The rate of deaths from overdoses for prescription opiates has been escalating since the early 2000s. Twenty percent or more of suicide cases have opiates on board. Meanwhile, deaths from cocaine and heroin have remained largely unchanged. Death from marijuana overdose is essentially zero, another argument for adopting its use medically in chronic pain, cancer and post-traumatic stress disorder. It has been approved for medical use in two dozen states and the District of Columbia.

As a result, many sufferers seek relief of their back pain daily in their medical care. At a recent presentation, I described some non-drug options for back pain, which I would like to share with you here.

I recommend a stepped care approach:

1. Mindfulness, breathing methods, relaxation and stress management methods.

2. Movement therapy such as physical therapy, tai chi, yoga, aquatherapy, resistance, aerobics, as well as an anti-inflammatory diet.

3. Acupuncture, chiropractic, massage, hypnosis, botanicals and dietary supplements; biofeedback and cognitive behavioral therapies.

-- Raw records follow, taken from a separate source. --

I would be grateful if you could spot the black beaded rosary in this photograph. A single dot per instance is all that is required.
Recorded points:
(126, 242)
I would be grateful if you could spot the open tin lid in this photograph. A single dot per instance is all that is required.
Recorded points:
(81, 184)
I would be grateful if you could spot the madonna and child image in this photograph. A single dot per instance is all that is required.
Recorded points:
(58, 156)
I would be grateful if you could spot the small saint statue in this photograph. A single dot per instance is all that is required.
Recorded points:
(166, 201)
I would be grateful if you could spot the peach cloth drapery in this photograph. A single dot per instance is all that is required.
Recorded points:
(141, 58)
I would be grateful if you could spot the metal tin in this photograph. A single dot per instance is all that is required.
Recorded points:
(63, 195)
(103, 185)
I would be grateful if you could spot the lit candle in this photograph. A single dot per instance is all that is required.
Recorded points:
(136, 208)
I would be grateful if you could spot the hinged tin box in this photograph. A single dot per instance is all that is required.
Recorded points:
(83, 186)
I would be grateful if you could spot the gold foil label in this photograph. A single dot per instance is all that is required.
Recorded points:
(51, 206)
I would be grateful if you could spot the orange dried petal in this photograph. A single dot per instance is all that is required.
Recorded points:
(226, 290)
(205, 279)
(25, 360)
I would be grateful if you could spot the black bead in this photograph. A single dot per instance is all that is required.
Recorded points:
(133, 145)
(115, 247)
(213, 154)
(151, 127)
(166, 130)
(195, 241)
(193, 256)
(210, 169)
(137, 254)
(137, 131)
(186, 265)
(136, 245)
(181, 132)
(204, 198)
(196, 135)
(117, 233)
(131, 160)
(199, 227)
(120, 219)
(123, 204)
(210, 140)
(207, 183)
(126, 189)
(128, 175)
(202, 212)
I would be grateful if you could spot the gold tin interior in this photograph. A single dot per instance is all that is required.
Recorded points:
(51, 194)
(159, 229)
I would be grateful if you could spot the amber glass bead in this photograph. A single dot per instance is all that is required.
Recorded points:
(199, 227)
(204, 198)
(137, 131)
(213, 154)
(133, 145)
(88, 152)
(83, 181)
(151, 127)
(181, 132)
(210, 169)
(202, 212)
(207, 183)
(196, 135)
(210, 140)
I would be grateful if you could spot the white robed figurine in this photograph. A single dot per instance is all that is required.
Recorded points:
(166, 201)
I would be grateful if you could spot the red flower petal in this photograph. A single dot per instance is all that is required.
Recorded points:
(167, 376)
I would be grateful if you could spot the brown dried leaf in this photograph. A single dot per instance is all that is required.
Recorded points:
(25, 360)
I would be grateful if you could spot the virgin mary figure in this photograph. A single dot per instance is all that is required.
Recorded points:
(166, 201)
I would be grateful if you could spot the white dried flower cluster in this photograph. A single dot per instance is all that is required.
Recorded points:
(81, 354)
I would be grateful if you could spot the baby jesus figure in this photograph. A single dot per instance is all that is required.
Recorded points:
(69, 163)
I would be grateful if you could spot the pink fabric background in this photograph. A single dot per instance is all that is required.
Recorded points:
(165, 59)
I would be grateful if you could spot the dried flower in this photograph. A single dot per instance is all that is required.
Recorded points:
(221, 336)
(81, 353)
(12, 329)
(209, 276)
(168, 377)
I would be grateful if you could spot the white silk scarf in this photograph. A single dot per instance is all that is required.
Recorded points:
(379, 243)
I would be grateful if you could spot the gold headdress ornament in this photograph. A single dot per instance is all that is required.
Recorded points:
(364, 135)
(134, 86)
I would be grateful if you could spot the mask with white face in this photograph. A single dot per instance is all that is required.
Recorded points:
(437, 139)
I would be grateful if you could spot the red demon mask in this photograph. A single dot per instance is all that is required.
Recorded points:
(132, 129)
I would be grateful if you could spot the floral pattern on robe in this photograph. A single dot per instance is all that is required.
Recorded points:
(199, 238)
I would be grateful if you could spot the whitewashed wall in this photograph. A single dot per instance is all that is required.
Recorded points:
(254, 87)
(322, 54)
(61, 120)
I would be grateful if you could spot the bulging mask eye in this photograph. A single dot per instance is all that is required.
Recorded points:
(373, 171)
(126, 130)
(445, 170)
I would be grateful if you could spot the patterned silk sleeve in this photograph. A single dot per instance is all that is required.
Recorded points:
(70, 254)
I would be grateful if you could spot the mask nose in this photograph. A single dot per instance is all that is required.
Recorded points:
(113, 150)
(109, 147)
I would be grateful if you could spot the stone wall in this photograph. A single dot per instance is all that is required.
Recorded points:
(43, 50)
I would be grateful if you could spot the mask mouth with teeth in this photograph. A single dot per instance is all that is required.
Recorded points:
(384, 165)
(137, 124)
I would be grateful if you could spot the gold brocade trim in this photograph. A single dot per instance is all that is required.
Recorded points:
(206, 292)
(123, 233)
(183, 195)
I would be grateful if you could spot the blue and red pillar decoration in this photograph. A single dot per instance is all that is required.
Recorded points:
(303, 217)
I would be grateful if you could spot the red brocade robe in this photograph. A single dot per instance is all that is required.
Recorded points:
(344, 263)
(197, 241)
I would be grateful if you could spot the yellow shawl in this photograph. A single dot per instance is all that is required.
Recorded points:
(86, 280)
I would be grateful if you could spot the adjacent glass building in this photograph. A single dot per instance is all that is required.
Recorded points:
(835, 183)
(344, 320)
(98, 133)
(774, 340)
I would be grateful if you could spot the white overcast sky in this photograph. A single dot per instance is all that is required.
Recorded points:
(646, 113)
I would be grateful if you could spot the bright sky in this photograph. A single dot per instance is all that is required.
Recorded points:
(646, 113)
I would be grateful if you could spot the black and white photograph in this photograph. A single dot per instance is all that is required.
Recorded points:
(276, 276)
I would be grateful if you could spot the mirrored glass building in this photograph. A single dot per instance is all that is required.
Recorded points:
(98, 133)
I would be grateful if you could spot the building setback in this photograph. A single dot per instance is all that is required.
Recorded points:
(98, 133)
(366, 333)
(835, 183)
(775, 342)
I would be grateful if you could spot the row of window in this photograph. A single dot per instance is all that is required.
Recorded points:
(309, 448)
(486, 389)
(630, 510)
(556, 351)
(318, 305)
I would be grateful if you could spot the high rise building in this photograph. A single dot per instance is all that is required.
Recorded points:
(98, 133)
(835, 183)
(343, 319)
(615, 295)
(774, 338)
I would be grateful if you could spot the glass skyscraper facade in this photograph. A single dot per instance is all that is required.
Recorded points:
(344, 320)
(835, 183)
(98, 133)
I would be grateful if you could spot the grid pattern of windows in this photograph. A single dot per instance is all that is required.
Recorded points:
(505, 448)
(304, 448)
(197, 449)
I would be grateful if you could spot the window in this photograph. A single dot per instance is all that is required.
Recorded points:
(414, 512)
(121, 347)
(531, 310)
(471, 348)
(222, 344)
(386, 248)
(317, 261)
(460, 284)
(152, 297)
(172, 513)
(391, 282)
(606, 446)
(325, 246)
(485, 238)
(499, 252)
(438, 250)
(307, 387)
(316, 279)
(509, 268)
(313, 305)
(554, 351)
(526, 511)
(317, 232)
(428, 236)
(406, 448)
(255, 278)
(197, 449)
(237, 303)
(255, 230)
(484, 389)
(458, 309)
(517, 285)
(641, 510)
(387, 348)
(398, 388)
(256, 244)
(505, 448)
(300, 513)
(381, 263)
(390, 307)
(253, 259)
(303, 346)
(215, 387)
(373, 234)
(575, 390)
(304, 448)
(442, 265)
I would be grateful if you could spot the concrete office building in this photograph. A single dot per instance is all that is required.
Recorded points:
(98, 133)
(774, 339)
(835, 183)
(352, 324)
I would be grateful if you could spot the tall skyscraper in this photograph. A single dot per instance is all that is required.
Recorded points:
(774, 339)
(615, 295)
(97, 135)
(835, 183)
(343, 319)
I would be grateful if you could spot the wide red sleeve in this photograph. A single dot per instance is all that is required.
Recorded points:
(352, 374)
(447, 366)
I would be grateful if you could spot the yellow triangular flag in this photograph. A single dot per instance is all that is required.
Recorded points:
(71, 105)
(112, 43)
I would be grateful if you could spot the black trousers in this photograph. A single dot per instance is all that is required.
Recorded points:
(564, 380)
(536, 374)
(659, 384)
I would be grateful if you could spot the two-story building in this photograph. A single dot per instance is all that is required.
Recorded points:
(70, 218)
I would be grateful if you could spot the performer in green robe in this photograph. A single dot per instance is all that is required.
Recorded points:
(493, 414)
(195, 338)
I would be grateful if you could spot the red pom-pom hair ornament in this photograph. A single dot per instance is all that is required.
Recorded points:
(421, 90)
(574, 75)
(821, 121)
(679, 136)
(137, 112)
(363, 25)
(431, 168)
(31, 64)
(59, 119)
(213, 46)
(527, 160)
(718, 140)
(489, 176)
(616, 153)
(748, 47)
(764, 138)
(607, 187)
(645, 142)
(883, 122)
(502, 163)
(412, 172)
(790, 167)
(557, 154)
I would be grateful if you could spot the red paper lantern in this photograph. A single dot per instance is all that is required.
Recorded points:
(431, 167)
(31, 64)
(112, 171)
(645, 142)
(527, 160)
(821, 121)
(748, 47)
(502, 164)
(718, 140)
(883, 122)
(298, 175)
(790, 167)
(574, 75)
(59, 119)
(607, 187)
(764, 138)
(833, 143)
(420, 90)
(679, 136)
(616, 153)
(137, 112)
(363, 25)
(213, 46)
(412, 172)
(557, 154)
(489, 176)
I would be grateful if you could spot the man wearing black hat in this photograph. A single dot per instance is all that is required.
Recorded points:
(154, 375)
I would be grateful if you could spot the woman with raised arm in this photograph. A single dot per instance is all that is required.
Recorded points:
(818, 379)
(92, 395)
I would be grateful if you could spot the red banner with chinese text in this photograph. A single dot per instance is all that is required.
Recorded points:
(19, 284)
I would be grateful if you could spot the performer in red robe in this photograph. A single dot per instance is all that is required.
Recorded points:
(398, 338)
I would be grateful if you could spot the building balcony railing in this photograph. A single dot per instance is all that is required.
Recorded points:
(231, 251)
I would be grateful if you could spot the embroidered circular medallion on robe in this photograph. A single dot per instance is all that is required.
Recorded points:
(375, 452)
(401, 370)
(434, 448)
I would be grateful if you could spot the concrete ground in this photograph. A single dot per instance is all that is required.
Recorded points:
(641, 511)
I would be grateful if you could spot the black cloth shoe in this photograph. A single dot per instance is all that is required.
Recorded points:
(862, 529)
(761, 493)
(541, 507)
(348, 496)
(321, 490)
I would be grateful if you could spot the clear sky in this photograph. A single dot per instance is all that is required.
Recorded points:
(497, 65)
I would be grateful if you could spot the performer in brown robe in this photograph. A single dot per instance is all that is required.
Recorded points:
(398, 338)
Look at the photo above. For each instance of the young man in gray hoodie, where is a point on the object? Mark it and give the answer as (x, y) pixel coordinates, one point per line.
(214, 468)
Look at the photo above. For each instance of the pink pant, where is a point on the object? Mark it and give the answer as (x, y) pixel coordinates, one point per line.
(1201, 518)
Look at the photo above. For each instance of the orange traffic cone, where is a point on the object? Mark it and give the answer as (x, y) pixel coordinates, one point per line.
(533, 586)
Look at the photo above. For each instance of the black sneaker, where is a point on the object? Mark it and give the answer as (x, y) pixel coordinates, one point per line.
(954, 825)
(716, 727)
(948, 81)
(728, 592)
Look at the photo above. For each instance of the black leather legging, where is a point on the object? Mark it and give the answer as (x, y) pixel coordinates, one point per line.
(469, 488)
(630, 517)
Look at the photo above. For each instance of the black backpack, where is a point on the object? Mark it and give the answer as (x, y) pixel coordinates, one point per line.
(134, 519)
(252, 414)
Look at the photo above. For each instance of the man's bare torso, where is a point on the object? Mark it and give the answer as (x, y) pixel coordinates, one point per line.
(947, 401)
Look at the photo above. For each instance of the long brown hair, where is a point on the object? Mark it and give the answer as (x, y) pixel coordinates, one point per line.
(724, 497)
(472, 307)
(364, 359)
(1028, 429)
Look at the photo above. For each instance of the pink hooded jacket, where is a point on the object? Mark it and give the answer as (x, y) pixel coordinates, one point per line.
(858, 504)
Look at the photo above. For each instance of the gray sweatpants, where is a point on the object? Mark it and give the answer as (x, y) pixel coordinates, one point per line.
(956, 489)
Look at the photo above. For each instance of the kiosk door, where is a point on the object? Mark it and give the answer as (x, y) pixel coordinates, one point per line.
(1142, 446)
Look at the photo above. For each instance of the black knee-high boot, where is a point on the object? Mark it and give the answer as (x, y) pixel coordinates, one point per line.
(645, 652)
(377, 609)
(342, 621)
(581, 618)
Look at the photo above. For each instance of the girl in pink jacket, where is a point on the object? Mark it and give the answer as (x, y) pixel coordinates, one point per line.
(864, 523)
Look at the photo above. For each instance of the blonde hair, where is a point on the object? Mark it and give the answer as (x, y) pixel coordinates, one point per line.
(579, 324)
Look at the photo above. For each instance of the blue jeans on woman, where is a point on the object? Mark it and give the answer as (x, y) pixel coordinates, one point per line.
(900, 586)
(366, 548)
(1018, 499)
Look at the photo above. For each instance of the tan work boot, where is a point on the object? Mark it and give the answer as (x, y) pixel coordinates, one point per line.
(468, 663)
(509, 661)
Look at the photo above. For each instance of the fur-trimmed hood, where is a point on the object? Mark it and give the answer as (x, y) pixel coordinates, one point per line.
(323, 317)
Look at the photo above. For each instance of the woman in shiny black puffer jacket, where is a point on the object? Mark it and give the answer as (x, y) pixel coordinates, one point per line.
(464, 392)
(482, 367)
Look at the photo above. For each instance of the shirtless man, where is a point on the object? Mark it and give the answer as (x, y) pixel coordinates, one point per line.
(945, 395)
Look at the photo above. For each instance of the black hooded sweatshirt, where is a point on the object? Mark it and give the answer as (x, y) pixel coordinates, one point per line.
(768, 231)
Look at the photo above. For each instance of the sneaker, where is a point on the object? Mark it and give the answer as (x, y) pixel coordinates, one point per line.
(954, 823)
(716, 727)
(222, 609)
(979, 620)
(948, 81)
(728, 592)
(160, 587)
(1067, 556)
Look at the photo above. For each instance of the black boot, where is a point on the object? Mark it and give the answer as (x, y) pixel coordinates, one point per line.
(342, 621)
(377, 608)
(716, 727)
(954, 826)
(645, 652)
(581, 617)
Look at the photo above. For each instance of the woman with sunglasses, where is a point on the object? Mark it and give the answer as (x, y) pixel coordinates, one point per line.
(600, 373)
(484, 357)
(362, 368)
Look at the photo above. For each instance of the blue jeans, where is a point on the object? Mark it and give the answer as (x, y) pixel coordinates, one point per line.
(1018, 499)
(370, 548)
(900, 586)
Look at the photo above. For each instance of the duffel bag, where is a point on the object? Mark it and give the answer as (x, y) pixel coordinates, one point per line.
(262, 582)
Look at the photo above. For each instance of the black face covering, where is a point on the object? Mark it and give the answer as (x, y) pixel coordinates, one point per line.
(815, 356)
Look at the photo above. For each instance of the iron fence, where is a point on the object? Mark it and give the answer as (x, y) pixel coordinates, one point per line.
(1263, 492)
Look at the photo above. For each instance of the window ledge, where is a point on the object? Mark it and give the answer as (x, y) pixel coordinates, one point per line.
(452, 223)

4. Medication, pain clinic consultation, injections and surgery.

It turns out patient education is a key factor in back pain. Encouraging movement and the notion of motion as lotion is central. Back pain patients are often disabled mentally as well as physically by fear of movement. Reassuring them that most back pain, though uncomfortable, is benign in nature and they will ultimately do well. Essential to a positive long-term prognosis is staying active as much as possible.

Though surgery, epidural injections, anesthesia and pain clinic consultations, implantable stimulators and drug pumps remain as high-tech options, these are not universally effective. Thus, before prescribing potentially habit-forming drugs in escalating and risky doses, we recommend implementing a holistic treatment plan as described in the stepped care plan above.

Pain is a complex phenomena and assessing its cause and impact in people’s lives is essential. Such factors as understanding expectations, health care beliefs, stress, co-morbid mood disorders, frustration, guilt, perceptions about the problem and willingness to be an active participant in care are highly important. Addressing sleep, fatigue, deconditioning from lack of activity and fear avoidance, obesity and inflammation are part of a team approach to prevent physical and psychological disability.

Some supplements that may be used are:
• Curcumin

• Boswellia

• Ginger

• Glucosamine Sulfate/Chondroitin Sulfate

• Zyflamend

• Omega 3’s

• SAMe

• Devil’s claw

The care of your back pain is a team approach. Local resources include the University of Texas Medical Branch or other physical therapy programs, Tideways aquatherapy, several well-respected regional chiropractors and massage therapists. Qualified local acupuncturists include Mary Ellen Bestani, Clint McCallum, Paul Abadie, the team at Health Matters and me at Island West Clinic.

Remember the motto of the healers who are doing our best to help you: Cure sometimes, relieve often and comfort always.

Dr. Victor S. Sierpina is the WD and Laura Nell Nicholson Family Professor of Integrative Medicine and Professor of Family Medicine at UTMB.